Tuesday, July 10, 2012

Metaphor Crisis Stalks Financial Reporters


Roubini, Opening the Floodgates
of Metaphor


Figurative language experts fear that economic reporters will soon run out of metaphors, due in large part to excessive use by writers such as "Dr. Doom" Nouriel Roubini.
In a recent article Roubini wrote an economic "perfect storm" is "unfolding" across the globe, because of four "elements," including a "cooling economy," and that central banks have "run out of policy bullets" and  policymakers are "running out of rabbits to pull out of the hat."
In a few short paragraphs, he compared economics to weather patterns, cloth, chemistry, thermometers, target practice, and magic acts, depleting his own metaphorical supply until he was reduced to a far-fetched analogy to physics: "Levitational force of policy easing can only temporarily lift asset prices as gravitational forces of weaker fundamentals dominate over time."

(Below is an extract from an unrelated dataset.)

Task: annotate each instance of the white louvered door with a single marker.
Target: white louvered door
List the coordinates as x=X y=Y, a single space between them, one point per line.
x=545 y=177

Unfortunately reckless overuse of metaphor among financial writers is not restricted to Mr. Roubini.  Bill Smead, CEO of Smead Capital Management, agreeing with Mr. Roubini on CNBC went metaphorically from plumbing, to broken ceramics, to the digestive-tract in a single sentence, "There is virtually zero chance that pump-priming by central banks will succeed... policymakers should instead let the economic bust work itself through the system."